Key Findings: Social Support with Community Surround Sound
To understand the impact of staffing the call center with CommUnity Liaisons, 13 in-depth interviews were conducted around informational support, including advice and referrals callers could use to address their problems, as well as the underlying reason for a participant’s call. In addition, the delivery of tailored information based on the Liaison’s personal life experiences and ability to provide emotional and empathetic support was captured.
During the year-long study, nearly 11,800 individuals contacted the assistance line resulting in more than 34,000 referrals to social supports. The most requested area of social assistance was patient and family support (25 percent), including medical expenses, elderly care and daycare assistance. Transportation to and from doctor visits (after benefits are exhausted) was the second most requested service (20 percent) followed closely by housing needs (18 percent). Personal goods such as hygiene products and clothing along with food was also a frequent need at 15 and 13 percent, respectively.
Liaisons shared that in all instances an adverse circumstance triggered a caller to contact the assistance line.

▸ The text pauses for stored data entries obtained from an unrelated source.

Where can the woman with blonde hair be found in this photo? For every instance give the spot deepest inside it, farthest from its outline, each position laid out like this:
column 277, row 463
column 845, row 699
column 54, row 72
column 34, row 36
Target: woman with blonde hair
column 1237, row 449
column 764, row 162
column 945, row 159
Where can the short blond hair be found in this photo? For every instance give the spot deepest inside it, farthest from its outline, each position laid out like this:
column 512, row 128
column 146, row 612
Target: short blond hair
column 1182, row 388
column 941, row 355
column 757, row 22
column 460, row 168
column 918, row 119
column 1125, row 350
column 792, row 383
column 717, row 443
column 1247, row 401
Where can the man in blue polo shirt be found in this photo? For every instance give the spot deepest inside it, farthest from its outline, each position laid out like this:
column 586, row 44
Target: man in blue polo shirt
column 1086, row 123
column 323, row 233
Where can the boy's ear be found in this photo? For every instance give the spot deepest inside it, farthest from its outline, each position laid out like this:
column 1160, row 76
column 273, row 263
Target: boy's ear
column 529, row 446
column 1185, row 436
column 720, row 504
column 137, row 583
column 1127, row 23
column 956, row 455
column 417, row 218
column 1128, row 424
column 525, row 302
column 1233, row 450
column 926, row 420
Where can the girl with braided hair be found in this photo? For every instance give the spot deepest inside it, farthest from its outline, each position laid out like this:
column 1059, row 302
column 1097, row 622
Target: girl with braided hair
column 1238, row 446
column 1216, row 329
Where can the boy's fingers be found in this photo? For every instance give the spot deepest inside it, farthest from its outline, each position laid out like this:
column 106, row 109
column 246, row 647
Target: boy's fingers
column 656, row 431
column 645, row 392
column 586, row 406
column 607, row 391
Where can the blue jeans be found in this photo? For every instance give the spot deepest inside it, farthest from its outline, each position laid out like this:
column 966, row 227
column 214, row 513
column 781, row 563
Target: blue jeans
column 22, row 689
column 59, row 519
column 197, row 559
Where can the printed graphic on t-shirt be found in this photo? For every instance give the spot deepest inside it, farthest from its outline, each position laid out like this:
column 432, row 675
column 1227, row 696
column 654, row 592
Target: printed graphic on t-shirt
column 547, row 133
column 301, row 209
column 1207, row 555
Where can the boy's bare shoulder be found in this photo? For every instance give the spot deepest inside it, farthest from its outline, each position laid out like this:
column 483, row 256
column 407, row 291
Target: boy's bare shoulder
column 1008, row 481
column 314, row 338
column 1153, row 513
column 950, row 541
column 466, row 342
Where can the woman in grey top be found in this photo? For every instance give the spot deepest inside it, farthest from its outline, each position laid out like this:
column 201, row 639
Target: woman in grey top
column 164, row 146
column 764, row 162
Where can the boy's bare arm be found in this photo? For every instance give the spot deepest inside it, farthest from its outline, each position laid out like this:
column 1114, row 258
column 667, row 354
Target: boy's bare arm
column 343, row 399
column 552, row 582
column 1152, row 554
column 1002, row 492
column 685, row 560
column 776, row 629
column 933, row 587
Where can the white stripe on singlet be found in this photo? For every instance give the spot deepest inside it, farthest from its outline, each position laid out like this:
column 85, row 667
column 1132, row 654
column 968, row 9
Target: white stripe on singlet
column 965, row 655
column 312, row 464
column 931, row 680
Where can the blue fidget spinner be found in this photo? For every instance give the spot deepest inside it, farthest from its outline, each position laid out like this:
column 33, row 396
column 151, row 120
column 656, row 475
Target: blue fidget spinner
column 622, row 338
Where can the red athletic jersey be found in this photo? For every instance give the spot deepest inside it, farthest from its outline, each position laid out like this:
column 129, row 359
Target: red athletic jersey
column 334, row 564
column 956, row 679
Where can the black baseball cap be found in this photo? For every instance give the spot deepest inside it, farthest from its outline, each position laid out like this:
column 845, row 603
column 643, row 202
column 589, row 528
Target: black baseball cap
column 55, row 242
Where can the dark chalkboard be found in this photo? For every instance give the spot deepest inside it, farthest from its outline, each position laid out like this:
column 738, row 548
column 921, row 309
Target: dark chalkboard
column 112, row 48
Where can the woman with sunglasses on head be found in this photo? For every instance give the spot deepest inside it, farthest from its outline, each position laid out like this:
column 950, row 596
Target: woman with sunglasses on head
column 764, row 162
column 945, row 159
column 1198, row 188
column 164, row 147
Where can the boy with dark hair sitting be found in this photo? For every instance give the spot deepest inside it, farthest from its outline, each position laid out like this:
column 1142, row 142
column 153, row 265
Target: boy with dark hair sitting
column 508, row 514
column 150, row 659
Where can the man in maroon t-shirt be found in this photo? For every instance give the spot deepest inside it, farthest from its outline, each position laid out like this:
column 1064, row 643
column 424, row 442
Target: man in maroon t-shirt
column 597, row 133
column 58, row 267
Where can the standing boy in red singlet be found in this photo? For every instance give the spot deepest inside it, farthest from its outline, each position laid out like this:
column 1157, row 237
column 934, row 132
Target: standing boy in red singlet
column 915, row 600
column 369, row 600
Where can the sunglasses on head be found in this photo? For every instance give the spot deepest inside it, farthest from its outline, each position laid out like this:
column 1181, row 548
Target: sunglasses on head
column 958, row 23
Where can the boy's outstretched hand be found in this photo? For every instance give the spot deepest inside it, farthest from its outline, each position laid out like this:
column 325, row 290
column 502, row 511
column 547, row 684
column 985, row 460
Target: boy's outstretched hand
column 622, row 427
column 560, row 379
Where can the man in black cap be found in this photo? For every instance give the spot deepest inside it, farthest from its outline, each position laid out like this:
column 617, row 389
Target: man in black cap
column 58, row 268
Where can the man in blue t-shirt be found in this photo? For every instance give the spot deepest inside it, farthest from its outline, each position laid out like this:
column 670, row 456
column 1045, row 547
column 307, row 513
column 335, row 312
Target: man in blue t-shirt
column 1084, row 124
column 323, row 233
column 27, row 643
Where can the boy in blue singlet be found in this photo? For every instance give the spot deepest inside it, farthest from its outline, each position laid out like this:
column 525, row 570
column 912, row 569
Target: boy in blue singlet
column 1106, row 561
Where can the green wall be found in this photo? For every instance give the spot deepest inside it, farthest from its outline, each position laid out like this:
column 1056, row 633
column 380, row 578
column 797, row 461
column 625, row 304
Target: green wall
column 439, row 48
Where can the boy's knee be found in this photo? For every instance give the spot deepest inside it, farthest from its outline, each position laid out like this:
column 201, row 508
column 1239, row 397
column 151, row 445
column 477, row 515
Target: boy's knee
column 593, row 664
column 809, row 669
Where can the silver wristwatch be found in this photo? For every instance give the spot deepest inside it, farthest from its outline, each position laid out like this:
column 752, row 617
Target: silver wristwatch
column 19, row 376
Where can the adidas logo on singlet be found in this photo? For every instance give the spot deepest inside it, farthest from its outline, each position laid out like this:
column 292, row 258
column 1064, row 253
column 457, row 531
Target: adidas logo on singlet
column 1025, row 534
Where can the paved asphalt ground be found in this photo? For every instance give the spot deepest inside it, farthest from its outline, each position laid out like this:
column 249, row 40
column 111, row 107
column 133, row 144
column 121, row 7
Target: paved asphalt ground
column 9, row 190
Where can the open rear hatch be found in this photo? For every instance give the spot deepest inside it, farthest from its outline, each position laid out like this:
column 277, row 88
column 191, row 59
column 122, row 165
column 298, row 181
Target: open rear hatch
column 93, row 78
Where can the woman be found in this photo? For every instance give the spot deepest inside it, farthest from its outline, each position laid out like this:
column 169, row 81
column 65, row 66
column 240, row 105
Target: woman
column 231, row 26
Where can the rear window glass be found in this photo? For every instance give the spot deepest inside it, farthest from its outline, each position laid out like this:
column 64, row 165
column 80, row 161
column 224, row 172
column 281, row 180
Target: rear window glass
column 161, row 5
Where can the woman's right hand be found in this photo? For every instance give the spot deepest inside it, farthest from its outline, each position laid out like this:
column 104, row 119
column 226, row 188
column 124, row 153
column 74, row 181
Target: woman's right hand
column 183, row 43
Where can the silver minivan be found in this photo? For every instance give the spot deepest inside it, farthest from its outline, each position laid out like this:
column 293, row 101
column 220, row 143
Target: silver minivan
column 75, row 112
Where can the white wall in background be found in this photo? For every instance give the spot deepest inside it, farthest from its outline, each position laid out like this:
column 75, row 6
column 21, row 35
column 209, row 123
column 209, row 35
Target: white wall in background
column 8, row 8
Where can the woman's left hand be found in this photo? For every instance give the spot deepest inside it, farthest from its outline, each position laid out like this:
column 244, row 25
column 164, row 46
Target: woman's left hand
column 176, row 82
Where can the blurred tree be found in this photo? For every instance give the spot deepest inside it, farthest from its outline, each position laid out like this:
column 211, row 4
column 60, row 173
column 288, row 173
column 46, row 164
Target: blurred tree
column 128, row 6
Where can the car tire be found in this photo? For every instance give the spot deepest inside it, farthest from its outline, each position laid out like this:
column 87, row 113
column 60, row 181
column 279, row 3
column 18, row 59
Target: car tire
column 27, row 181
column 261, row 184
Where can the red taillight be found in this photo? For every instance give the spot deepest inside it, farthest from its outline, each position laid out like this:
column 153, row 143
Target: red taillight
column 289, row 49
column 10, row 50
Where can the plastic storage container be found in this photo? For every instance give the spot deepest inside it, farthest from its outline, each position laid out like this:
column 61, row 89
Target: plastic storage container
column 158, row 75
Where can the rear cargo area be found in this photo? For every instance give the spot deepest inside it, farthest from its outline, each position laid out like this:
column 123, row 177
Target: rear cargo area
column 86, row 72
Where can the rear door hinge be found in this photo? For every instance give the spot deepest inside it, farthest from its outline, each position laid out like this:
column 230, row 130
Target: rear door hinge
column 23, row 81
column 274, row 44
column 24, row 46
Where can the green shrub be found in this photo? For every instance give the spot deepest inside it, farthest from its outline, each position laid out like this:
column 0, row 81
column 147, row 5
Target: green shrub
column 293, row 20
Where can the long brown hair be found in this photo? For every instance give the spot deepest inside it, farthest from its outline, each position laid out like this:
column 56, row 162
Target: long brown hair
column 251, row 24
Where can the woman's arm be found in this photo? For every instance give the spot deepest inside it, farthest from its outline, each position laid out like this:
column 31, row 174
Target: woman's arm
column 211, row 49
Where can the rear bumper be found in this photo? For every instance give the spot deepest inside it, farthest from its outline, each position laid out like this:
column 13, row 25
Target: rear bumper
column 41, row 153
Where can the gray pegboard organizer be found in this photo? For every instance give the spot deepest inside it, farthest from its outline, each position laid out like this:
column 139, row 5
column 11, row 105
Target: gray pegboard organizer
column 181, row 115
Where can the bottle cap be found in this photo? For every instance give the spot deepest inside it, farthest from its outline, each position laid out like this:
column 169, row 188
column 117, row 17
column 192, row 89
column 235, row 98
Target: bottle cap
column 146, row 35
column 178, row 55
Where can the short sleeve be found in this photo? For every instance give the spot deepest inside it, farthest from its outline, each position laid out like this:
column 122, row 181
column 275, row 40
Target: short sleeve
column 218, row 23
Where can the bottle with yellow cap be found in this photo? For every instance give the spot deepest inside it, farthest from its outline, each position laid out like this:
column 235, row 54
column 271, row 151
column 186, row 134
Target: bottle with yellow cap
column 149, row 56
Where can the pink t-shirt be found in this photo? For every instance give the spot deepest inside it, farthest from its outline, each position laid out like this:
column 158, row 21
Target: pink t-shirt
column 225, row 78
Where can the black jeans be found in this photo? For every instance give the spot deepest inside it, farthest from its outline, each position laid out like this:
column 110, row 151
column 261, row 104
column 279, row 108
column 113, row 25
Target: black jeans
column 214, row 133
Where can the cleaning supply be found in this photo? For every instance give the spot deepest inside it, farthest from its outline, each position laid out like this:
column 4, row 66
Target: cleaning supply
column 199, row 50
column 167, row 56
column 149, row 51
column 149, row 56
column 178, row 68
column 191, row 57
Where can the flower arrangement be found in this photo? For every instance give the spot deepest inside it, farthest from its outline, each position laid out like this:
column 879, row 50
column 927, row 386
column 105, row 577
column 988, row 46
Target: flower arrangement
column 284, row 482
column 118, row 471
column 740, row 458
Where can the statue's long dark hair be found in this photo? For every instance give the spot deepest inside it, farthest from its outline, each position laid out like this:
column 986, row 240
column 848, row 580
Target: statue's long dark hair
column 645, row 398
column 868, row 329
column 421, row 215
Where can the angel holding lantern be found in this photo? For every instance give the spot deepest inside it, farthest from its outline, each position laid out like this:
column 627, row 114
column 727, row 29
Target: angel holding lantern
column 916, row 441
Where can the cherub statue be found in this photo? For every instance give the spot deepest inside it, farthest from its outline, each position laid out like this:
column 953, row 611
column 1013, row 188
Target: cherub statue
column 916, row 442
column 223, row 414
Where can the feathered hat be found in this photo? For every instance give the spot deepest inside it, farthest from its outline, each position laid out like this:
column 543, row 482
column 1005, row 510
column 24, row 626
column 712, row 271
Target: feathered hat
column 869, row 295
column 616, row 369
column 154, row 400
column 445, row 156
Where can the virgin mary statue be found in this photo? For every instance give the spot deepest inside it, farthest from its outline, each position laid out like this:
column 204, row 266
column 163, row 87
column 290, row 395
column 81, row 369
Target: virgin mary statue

And while Liaisons shared their main goal was to provide informational support to callers, more than 50 percent of Liaisons stated they provided emotional support conveyed through empathy, love, trust and caring. In fact, several respondents acknowledged callers’ emotional needs must be met before providing informational support.
The research cites several instances where the Liaisons’ life experiences enabled empathetic understanding and delivery of tailored information to a disabled person, a caller in need of transportation services and social support due to a similar disease-specific experience.
“What was striking and what we did not know going into the study was the caller’s underlying motive,” said Pruitt. “In almost every instance, calls were triggered by a major adverse event or social crisis in the person’s life, be it eviction, spousal abuse, inability to pay medical bills, the culmination of social isolation or lack of food. This is extremely important when thinking about how CommUnity Liaisons are unique in the role of a community health worker.”
“The results of this study clearly point to the power of the peer network in quickly developing a bond with callers and helping them navigate the network of social resources,” said Pamme Lyons Taylor, vice president, WellCare’s Center for CommUnity Impact. “By developing the CommUnity Liaison network, WellCare is creating an incredibly inclusive and diversified environment that has the power to help shape how we think about solving complex issues around social determinants of health and getting our members the right care when they need it most.”
The study used an explanatory case-study protocol which consisted of multiple evidentiary sources including in-depth interviews, training documents and program data and enabled analysis of the application of the community liaison role to social support theory within a logic model framework.